© Joel Sartore/joelsartore.com
When Woody Guthrie sang “this land was made for you and me” back in the 1930s, he neglected to mention the plants and animals it was made for, too.
Enter America’s Wildlife Heritage Act, introduced into the House of Representatives in June by Representatives Ron Kind (D-Wis.) and Walter Jones (R-N.C.). The bill aims to ensure that the government manages national forests and other public lands by making the health of ecosystems a priority. Too often, conservationists say, wildlife takes a backseat to development activities such as logging and oil and gas leasing on federal lands.
If passed, the legislation would provide the U.S. Forest Service and the Bureau of Land Management (BLM) with clear objectives and science-based tools to sustain and monitor healthy populations of fish and wildlife and their habitat in national forests, grasslands and BLM lands. “This is especially important today as the land comes under increasing pressure for resource development and energy production, and global warming threatens to change much of the habitat wildlife relies upon,” says Peter Nelson, Defenders’ federal lands program director. About 20 percent to 30 percent of plant and animal species alive today are at risk of extinction by 2050 if average temperatures increase more than 2 degrees F, according to the United Nations’ Intergovernmental Panel on Climate Change. Protecting habitat could help some of these species adapt.

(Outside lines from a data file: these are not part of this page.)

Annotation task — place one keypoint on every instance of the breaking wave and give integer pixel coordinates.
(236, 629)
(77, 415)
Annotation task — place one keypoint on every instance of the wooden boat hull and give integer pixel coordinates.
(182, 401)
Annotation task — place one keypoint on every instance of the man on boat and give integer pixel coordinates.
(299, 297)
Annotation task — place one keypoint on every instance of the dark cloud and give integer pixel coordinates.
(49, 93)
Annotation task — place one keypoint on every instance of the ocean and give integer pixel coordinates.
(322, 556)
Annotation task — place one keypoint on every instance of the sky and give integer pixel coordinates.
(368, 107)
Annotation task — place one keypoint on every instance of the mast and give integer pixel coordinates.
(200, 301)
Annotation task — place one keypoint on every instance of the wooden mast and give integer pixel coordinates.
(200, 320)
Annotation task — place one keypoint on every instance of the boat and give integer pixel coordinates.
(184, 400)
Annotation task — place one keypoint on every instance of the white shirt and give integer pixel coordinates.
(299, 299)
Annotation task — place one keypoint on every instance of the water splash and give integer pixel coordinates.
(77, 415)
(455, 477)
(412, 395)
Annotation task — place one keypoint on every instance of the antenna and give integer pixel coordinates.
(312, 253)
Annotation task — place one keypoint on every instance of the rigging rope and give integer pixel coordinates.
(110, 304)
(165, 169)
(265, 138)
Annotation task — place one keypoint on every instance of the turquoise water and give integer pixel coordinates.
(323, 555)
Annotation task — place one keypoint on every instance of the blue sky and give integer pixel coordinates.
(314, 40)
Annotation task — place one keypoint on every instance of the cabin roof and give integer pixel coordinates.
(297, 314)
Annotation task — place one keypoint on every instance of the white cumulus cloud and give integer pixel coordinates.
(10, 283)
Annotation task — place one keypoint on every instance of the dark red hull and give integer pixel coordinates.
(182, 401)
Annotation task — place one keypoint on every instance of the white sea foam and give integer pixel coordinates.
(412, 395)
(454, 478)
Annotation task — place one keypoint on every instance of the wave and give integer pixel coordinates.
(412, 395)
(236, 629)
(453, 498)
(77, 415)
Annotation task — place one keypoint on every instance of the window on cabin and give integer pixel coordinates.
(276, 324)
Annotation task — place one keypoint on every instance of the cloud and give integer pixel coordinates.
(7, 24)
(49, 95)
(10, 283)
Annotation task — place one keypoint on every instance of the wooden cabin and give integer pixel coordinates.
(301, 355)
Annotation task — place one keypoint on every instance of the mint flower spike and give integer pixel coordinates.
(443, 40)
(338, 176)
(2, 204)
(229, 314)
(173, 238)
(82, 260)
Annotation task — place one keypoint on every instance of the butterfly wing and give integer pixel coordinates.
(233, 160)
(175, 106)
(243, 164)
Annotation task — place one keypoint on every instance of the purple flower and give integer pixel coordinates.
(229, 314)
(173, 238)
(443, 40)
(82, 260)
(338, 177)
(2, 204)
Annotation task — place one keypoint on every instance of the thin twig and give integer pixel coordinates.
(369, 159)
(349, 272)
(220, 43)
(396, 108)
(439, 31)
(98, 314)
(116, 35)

Forest Service and BLM lands hold some of the last remaining intact wildlife corridors for large animal species, such as pronghorn and elk, and provide habitat for countless other species, both imperiled and common. These public lands are also home to some 3,400 bodies of water that replenish aquifers, provide drinking water and irrigate farmland.
“In the face of rapidly changing habitats brought on by global warming, America’s Wildlife Heritage Act will help protect the wildlife treasured by all Americans,” says Nelson.